Countries will be sharing their achievements, innovative climate actions and experience in identifying and overcoming their needs and challenges to implement those actions as well as acknowledging the support received through North-South and South-South cooperation in a process called the “Facilitative sharing of views” (FSV).The nine developing countries that will be presenting at the FSV workshop on June 19, in Bonn include Armenia, Brazil, Republic of Korea, South Africa, Thailand, The Republic of North Macedonia, Uruguay and Vietnam.

Transparency is a key element of effective national and international climate action and it covers not only reporting on efforts to curb greenhouse gases, but also building resilience to the inevitable impacts of climate change and the means of implementation such as finance, technology transfer and capacity-building.The process allows all 197 Parties to the UN Framework Convention on Climate Change to ask questions to the Parties undergoing FSV, based on the national reports and their summary reports.  This question period starts on April 19 and ends on 19 May 2019.Pre-2020 action of developing countries builds the foundation to the enhanced transparency framework under the Paris climate change agreement.  This includes the country reports, technical analysis reports and FSV.

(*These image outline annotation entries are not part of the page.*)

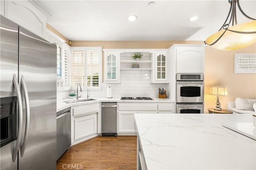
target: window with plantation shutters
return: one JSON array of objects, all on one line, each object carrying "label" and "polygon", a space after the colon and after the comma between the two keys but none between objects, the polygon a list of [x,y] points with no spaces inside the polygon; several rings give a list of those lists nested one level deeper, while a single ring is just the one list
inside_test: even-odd
[{"label": "window with plantation shutters", "polygon": [[99,86],[100,53],[97,49],[87,50],[86,73],[88,87]]},{"label": "window with plantation shutters", "polygon": [[72,86],[78,83],[90,89],[101,87],[102,48],[72,47]]},{"label": "window with plantation shutters", "polygon": [[84,85],[84,50],[72,50],[73,86],[77,86],[78,84]]},{"label": "window with plantation shutters", "polygon": [[68,48],[64,48],[64,87],[70,86],[70,51]]},{"label": "window with plantation shutters", "polygon": [[235,54],[235,73],[256,73],[256,54]]}]

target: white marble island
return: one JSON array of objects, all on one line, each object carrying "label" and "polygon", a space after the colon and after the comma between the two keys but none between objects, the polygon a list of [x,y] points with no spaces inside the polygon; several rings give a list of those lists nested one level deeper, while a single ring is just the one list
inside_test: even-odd
[{"label": "white marble island", "polygon": [[146,169],[256,169],[256,140],[221,125],[252,123],[250,114],[134,116],[140,151],[137,162]]}]

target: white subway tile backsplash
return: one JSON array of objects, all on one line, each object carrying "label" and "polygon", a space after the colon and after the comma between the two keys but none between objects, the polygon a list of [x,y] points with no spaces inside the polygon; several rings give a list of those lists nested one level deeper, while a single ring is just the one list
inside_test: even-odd
[{"label": "white subway tile backsplash", "polygon": [[[158,87],[167,87],[167,83],[150,83],[150,71],[140,70],[122,70],[120,71],[121,83],[102,84],[101,90],[91,90],[90,97],[106,97],[107,95],[107,87],[112,87],[112,95],[113,97],[157,97],[158,95]],[[89,88],[90,89],[90,88]],[[68,94],[76,90],[57,92],[57,100],[69,97]],[[86,97],[87,91],[84,90],[79,92],[79,95]]]}]

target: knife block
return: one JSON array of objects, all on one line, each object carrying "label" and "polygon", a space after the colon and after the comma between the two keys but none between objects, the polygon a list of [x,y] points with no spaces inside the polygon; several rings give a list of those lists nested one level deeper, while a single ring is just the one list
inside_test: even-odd
[{"label": "knife block", "polygon": [[166,95],[166,91],[165,90],[164,91],[162,92],[162,93],[158,92],[158,98],[161,99],[166,99],[167,97]]}]

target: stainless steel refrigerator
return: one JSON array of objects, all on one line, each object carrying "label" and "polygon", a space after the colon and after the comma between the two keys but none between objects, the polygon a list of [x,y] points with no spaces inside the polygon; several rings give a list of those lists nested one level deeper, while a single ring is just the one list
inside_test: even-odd
[{"label": "stainless steel refrigerator", "polygon": [[1,169],[55,170],[56,47],[0,21]]}]

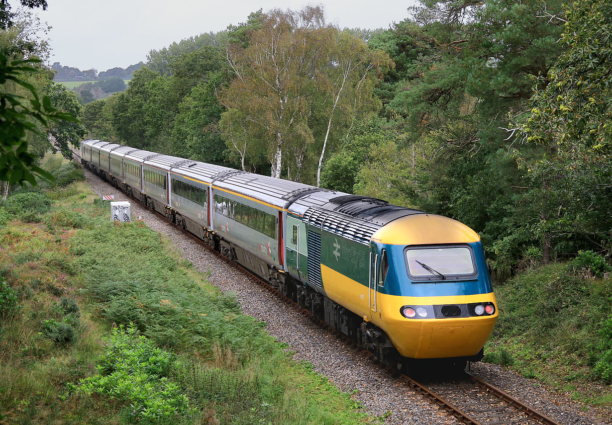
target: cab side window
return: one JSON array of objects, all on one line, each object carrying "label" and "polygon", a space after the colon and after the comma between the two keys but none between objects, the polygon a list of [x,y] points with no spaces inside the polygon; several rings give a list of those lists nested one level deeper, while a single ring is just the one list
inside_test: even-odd
[{"label": "cab side window", "polygon": [[387,250],[381,251],[380,265],[378,266],[378,286],[384,286],[384,280],[389,272],[389,259],[387,257]]}]

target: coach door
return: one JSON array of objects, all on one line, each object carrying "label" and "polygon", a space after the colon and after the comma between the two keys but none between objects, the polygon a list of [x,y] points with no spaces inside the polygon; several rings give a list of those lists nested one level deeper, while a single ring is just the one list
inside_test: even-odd
[{"label": "coach door", "polygon": [[370,313],[380,316],[378,295],[384,287],[385,278],[389,270],[387,250],[372,242],[370,250]]},{"label": "coach door", "polygon": [[378,310],[376,305],[376,269],[378,267],[378,249],[376,244],[372,243],[370,249],[370,277],[368,290],[370,298],[370,315],[374,315]]}]

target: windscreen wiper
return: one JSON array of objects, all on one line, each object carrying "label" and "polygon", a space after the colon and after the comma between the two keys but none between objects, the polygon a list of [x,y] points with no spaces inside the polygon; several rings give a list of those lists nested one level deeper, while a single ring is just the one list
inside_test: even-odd
[{"label": "windscreen wiper", "polygon": [[427,265],[427,264],[425,264],[425,263],[422,263],[422,262],[421,262],[420,261],[419,261],[419,260],[414,260],[414,261],[416,261],[416,262],[417,262],[417,263],[419,263],[419,264],[420,264],[420,265],[421,265],[421,266],[422,266],[422,267],[423,267],[423,268],[425,269],[425,270],[427,270],[428,272],[430,272],[430,273],[436,273],[436,275],[439,275],[439,276],[440,276],[441,278],[442,278],[442,279],[446,279],[446,276],[444,276],[444,275],[442,275],[442,274],[441,273],[440,273],[439,272],[438,272],[438,271],[437,271],[437,270],[433,270],[433,268],[431,268],[431,267],[429,267],[428,265]]}]

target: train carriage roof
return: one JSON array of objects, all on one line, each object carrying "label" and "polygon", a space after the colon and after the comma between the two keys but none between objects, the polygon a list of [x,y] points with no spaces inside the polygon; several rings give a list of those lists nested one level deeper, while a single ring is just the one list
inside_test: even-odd
[{"label": "train carriage roof", "polygon": [[138,150],[138,149],[136,149],[135,147],[130,147],[129,146],[121,145],[119,147],[113,149],[111,151],[111,155],[123,158],[130,152],[134,152],[135,150]]},{"label": "train carriage roof", "polygon": [[297,199],[289,212],[302,216],[308,224],[364,245],[391,221],[422,211],[389,204],[386,201],[323,191]]},{"label": "train carriage roof", "polygon": [[104,140],[95,140],[91,144],[91,149],[99,150],[100,147],[107,144],[110,144],[110,142],[107,142]]},{"label": "train carriage roof", "polygon": [[285,209],[304,194],[323,190],[288,180],[233,170],[217,176],[214,187]]},{"label": "train carriage roof", "polygon": [[144,159],[143,163],[156,168],[169,171],[173,165],[185,161],[184,158],[171,157],[168,155],[157,154]]},{"label": "train carriage roof", "polygon": [[121,145],[117,144],[116,143],[108,143],[108,144],[101,146],[100,147],[100,151],[103,152],[110,152],[111,150],[114,150],[119,147],[121,147]]},{"label": "train carriage roof", "polygon": [[82,142],[81,142],[81,146],[91,146],[94,143],[95,143],[96,142],[99,142],[99,141],[100,141],[100,140],[99,140],[98,139],[86,139],[83,141]]},{"label": "train carriage roof", "polygon": [[214,181],[217,176],[236,170],[221,165],[184,160],[177,164],[174,164],[170,171],[184,177],[210,184]]},{"label": "train carriage roof", "polygon": [[149,158],[154,155],[160,155],[155,152],[152,152],[150,150],[143,150],[142,149],[136,149],[130,152],[129,153],[127,153],[124,158],[128,160],[132,160],[132,161],[135,161],[136,162],[142,163],[146,158]]}]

Meanwhile, the Deputy Secretary-General of the United Nations, Amina Mohammed has called for Africa to be “at the center” of the climate action agenda, and for increased finance to the region to ensure that Africa can grow its economy in a sustainable way. It was at the third instalment of the One Planet Summit in Nairobi, Kenya, a meeting convened by President Uhuru Kenyatta of Kenya, President Emmanuel Macron of France, Interim President of the World Bank Group, Kristalina Georgieva, and herself.

“We have said that Africa bears the brunt of climate change and yet it has the least contribution to it, but what today is about is to make sure that as Africa grows, we don’t end up contributing to climate change and that we have a chance to grow green and not to grow brown”, she said.Mrs. Mohammed called for public and private investors to increase the financial flows to help developing countries take climate action. “The figures are not adding up. We tell the world we need trillions but the investments flows are not travelling at the speed and scale we need”, she said.

In this regard, she welcomed the announcements made in Kenya by the African Development Bank Group that announced it will double its climate finance commitments by 2025, up to at least $25 billion, and the World Bank Group that announced new plans to scale up climate action in Africa including $22.5 billion in new finance.“We know that the two banks will not give the trillions that are needed but certainly, the fact that you are talking about scaling up, about the need for more investments on renewable energies, it means that we can leverage funds from the private sector to go from the billions to the trillions”, she said.

The Deputy Secretary-General called on everyone’s responsibility to take more ambitious climate action, recalling the words of UN Secretary-General António Guterres who has said that climate change is running faster than humanity. She stressed the importance of the upcoming climate action summit that the Secretary-General will host on 23 September in New York and where nations and non-Party stakeholders are expected to put forward more ambitious commitments for climate action in line with the objectives of the Paris Agreement.Mrs. Mohammed underlined the importance of the participation of youth and in particular young women and girls in the climate agenda and the need to provide them with the capacity and skills necessary for that participation. “Youth are not the future, they are now. And it should not be for them but with them. They need a seat at the table”, she said.